LifeStory Health, Inc. (LSH):

A Viable Path Forward, Bringing Our Technology to Patients

Our technology platform uses a process we have designed with the patient and the ability to scale in mind. It starts with a non-invasive, safe and easy collection process, crafted after dozens of female focus groups, to assure that it is practical and convenient. Samples are approved for the US Mail and submitted directly to the lab.  Our well qualified personnel follows our award-winning and patent-pending protocol to process all samples.
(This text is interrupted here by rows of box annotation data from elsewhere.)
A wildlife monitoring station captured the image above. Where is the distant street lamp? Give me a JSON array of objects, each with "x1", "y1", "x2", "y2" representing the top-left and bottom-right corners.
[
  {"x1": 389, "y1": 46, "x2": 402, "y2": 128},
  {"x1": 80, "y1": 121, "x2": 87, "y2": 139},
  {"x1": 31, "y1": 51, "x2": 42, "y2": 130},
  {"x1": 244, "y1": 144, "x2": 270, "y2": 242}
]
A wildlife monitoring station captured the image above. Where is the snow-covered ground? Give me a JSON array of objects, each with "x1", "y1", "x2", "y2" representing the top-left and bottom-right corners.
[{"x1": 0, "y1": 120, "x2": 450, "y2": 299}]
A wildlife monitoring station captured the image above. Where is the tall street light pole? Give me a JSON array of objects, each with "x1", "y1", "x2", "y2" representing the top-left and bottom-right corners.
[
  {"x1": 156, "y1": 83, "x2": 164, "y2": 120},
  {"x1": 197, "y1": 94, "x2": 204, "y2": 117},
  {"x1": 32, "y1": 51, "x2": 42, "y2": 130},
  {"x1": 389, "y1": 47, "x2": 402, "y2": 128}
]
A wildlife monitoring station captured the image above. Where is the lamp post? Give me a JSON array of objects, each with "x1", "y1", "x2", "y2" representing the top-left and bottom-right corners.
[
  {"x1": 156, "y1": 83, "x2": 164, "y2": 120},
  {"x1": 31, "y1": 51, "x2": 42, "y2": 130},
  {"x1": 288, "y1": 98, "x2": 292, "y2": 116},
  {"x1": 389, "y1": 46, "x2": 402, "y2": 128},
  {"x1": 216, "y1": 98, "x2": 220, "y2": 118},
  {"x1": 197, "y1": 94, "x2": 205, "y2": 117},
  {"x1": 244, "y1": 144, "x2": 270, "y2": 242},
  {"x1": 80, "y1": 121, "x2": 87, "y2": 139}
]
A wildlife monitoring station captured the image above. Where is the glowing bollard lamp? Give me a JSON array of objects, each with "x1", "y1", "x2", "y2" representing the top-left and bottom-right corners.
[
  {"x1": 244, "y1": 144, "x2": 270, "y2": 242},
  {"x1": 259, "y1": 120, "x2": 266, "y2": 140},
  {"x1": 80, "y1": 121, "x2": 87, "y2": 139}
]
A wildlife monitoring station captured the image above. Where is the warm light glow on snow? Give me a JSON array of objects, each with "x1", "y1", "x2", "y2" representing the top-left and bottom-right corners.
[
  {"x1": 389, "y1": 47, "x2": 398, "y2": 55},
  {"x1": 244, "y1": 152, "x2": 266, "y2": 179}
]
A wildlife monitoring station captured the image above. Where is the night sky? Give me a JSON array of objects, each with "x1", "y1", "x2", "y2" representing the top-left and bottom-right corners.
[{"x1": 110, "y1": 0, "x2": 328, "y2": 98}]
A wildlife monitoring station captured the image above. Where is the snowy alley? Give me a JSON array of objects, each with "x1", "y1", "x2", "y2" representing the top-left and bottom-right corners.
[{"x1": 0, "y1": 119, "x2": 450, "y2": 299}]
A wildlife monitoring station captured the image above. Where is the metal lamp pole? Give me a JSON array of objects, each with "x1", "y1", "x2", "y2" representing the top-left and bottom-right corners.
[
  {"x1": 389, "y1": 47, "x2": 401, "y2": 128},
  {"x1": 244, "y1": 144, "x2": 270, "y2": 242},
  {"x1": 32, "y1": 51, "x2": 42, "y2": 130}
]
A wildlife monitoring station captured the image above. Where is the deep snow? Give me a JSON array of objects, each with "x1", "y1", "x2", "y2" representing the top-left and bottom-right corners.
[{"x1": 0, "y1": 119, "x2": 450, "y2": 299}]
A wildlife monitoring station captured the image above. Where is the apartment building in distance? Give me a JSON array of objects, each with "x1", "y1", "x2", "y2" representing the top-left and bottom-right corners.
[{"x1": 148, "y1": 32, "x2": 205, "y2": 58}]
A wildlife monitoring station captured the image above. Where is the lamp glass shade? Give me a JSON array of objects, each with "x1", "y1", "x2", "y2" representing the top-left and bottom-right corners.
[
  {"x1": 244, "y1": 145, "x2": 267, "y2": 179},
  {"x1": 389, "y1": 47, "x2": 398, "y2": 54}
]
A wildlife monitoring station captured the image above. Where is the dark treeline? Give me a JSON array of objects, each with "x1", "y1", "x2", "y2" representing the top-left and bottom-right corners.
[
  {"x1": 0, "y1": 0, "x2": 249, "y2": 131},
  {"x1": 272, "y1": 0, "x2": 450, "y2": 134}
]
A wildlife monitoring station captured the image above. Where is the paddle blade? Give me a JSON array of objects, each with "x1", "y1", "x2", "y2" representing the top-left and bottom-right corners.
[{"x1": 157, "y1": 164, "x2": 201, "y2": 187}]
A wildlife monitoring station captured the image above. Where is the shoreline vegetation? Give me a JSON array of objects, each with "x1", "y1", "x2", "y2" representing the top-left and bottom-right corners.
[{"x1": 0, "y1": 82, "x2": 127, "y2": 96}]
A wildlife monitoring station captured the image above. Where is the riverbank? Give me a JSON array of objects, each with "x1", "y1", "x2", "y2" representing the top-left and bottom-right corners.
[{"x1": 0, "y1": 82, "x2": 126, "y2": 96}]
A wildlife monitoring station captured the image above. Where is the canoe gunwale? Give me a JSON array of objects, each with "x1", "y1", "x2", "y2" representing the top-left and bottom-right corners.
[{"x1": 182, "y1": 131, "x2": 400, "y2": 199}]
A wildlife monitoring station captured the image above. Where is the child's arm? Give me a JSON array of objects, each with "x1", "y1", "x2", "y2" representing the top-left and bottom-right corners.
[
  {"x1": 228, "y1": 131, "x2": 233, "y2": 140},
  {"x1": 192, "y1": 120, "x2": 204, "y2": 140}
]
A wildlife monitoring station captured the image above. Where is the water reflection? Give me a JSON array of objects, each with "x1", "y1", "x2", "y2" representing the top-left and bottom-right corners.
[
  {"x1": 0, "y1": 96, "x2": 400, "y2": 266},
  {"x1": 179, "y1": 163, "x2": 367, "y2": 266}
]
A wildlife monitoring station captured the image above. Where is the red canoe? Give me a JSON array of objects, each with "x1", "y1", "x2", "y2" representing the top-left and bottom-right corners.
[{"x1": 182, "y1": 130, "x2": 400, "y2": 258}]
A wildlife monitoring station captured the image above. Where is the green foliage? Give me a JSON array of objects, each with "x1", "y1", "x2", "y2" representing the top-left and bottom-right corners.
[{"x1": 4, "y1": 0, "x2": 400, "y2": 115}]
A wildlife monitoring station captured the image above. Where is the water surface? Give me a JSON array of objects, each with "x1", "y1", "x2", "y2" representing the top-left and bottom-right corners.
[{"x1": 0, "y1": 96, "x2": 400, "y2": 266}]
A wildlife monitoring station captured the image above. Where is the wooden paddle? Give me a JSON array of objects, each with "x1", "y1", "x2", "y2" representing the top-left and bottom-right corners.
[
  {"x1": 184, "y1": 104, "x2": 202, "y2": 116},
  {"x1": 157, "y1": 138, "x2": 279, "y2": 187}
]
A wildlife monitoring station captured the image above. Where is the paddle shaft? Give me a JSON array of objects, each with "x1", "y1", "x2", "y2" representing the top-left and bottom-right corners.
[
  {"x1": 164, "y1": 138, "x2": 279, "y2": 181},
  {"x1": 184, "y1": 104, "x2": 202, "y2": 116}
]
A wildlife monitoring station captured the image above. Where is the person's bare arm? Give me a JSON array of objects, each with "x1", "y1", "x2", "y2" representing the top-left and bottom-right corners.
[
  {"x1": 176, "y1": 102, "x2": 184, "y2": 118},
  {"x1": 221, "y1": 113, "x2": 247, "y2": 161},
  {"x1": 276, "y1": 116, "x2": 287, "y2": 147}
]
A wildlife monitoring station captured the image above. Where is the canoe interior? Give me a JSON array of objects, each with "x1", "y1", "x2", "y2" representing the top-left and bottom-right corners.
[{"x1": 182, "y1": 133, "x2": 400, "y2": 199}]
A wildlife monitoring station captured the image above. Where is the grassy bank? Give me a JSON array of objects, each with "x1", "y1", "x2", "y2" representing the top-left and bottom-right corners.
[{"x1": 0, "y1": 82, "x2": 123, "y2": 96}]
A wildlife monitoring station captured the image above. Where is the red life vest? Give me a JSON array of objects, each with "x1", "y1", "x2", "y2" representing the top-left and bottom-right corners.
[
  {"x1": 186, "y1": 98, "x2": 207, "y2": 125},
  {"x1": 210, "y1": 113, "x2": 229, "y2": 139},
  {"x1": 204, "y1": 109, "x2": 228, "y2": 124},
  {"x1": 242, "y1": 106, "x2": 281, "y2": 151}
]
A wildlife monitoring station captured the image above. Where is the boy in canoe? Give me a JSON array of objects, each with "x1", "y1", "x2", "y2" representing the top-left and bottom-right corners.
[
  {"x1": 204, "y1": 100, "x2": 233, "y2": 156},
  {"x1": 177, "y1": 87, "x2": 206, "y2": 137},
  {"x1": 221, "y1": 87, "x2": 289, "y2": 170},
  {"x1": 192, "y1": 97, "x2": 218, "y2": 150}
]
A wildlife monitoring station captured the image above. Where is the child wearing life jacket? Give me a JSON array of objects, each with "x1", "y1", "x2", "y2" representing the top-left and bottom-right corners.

After analysis, we interpret the data using our proprietary data analytics process that is then saved in our HIPAA compliant database for physician and patient view.
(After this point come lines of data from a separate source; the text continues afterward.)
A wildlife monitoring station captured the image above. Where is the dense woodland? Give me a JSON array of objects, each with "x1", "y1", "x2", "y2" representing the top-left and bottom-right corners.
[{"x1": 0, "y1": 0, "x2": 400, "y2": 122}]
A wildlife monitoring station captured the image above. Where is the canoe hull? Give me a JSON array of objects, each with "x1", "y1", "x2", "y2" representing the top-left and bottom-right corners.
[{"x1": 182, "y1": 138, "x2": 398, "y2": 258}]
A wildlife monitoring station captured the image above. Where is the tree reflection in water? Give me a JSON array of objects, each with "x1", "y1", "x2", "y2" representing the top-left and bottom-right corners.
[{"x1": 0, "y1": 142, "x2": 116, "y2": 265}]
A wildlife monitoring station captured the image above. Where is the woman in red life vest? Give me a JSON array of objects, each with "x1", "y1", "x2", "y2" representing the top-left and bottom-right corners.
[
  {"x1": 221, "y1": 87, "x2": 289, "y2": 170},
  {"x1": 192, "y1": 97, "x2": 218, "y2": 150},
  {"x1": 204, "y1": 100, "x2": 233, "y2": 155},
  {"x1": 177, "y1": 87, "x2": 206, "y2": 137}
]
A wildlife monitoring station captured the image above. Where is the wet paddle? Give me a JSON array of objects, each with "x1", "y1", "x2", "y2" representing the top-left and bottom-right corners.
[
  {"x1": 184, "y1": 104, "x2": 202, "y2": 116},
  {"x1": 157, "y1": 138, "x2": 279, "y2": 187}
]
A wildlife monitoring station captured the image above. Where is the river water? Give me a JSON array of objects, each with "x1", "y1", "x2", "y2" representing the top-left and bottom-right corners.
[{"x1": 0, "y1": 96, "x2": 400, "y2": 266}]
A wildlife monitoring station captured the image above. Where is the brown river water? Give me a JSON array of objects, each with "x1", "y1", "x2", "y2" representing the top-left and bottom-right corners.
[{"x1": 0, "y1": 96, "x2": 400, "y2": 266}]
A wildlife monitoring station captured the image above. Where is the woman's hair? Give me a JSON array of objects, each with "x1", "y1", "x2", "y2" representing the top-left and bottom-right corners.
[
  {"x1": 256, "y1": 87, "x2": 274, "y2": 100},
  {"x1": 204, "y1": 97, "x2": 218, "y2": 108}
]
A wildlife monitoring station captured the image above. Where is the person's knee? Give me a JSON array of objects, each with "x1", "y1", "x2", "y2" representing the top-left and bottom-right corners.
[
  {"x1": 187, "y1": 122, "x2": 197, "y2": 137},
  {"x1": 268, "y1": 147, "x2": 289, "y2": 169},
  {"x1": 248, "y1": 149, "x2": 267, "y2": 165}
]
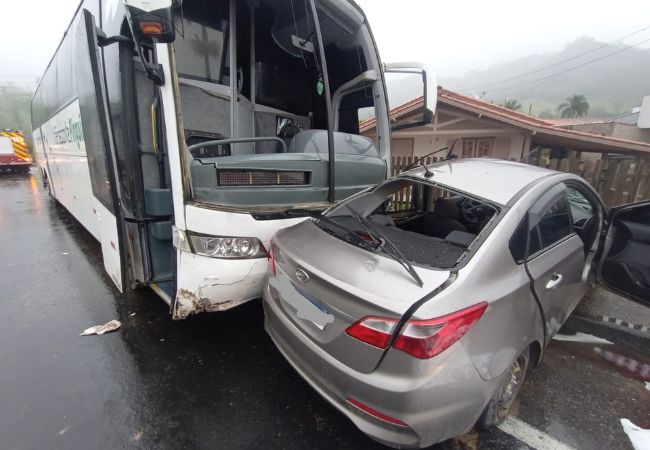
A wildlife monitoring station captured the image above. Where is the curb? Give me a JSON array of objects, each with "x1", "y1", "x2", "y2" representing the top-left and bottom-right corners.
[{"x1": 598, "y1": 316, "x2": 650, "y2": 333}]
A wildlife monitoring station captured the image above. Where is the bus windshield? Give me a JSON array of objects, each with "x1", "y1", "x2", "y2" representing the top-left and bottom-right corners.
[{"x1": 174, "y1": 0, "x2": 389, "y2": 210}]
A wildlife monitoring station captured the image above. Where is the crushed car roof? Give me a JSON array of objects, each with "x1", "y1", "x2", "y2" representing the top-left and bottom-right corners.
[{"x1": 400, "y1": 158, "x2": 559, "y2": 205}]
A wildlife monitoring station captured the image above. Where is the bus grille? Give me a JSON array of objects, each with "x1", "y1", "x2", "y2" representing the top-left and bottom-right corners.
[{"x1": 217, "y1": 169, "x2": 309, "y2": 186}]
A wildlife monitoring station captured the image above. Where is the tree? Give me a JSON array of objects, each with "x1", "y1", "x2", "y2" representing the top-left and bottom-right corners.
[
  {"x1": 502, "y1": 98, "x2": 521, "y2": 111},
  {"x1": 557, "y1": 94, "x2": 589, "y2": 118}
]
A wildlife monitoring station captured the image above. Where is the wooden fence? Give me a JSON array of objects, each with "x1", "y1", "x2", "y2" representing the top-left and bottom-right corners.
[
  {"x1": 391, "y1": 151, "x2": 650, "y2": 207},
  {"x1": 530, "y1": 151, "x2": 650, "y2": 207}
]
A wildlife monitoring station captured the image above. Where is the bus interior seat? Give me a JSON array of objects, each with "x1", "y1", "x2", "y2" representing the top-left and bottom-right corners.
[{"x1": 287, "y1": 130, "x2": 379, "y2": 158}]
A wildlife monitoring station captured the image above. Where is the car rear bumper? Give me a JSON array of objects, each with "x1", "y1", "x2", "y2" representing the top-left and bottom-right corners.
[{"x1": 263, "y1": 283, "x2": 495, "y2": 447}]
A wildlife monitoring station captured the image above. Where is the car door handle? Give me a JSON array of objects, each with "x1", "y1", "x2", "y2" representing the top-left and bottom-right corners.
[{"x1": 546, "y1": 273, "x2": 562, "y2": 289}]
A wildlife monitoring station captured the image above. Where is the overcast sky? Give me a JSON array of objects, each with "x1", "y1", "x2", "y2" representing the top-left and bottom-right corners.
[{"x1": 0, "y1": 0, "x2": 650, "y2": 87}]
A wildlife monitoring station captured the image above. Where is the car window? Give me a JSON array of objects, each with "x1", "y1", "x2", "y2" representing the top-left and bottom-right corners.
[
  {"x1": 509, "y1": 191, "x2": 573, "y2": 262},
  {"x1": 529, "y1": 195, "x2": 573, "y2": 248},
  {"x1": 567, "y1": 186, "x2": 595, "y2": 225}
]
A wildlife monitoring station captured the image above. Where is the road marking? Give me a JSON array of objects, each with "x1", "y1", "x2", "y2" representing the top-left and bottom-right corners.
[{"x1": 499, "y1": 416, "x2": 574, "y2": 450}]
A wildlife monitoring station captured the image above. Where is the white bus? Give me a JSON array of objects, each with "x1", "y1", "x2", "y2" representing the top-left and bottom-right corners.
[{"x1": 32, "y1": 0, "x2": 436, "y2": 319}]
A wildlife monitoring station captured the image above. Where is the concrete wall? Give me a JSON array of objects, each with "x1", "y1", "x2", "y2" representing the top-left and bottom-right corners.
[{"x1": 563, "y1": 122, "x2": 650, "y2": 142}]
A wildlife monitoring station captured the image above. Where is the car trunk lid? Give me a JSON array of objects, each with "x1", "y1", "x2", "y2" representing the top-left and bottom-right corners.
[{"x1": 269, "y1": 220, "x2": 450, "y2": 373}]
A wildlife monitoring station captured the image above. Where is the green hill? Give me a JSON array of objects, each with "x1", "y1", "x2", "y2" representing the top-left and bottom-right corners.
[{"x1": 440, "y1": 37, "x2": 650, "y2": 117}]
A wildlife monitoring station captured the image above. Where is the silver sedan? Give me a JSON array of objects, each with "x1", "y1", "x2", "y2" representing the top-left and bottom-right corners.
[{"x1": 264, "y1": 159, "x2": 650, "y2": 447}]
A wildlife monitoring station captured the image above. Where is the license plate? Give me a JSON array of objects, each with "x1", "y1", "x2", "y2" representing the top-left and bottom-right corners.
[{"x1": 269, "y1": 277, "x2": 334, "y2": 330}]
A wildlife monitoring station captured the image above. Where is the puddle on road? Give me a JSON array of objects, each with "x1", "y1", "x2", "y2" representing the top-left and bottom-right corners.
[{"x1": 554, "y1": 335, "x2": 650, "y2": 382}]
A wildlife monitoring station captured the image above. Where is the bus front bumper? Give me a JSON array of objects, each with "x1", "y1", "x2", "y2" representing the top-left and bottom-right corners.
[{"x1": 172, "y1": 250, "x2": 268, "y2": 320}]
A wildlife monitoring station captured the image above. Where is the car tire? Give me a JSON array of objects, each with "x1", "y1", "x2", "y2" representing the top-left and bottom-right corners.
[{"x1": 476, "y1": 348, "x2": 530, "y2": 429}]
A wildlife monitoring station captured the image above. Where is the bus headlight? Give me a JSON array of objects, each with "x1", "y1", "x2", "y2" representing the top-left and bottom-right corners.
[{"x1": 190, "y1": 234, "x2": 266, "y2": 259}]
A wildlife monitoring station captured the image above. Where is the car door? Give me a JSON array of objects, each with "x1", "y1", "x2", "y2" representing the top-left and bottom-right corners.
[
  {"x1": 597, "y1": 201, "x2": 650, "y2": 305},
  {"x1": 525, "y1": 183, "x2": 586, "y2": 340}
]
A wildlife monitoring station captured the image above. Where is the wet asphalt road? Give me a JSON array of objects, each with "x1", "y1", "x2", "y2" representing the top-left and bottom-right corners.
[{"x1": 0, "y1": 174, "x2": 650, "y2": 450}]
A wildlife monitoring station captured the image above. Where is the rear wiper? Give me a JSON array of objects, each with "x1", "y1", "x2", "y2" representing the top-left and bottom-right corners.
[
  {"x1": 345, "y1": 205, "x2": 424, "y2": 287},
  {"x1": 285, "y1": 208, "x2": 380, "y2": 251}
]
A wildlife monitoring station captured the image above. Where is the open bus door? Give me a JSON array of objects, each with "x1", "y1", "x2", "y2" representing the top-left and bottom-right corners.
[{"x1": 75, "y1": 10, "x2": 127, "y2": 291}]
In late 2018, we concluded our Early Onset Alzheimer’s Proof of Concept study, which confirmed the potential use and pathway for our technology.  We recently signed a second Proof of Concept study, contracted with the Baylor Scott and White Research Institute, in which enrollment began May 2019 to focus on lung, breast and endometrial cancers.  Additionally, and as our technology gains attention directly from patients, we are currently considering the feasibility of a patient-sponsored expanded access study.

LSH is preparing to bring our discovery to the US FDA (targeting Summer 2019) through a pre-submission process that highlights the safety, efficacy and innovation to addressing the unmet patient needs for our technology.  We are eager to equip physicians and their patients with the early insights our screening tools can provide for lifelong patient care.

Publications of our discovery are being prepared so that those as passionate as we are about women’s health, deeper understanding of female biology, and overall health innovation can join us in our journey toward creating screening tools that lead to improved early detection of female-prevalent disease.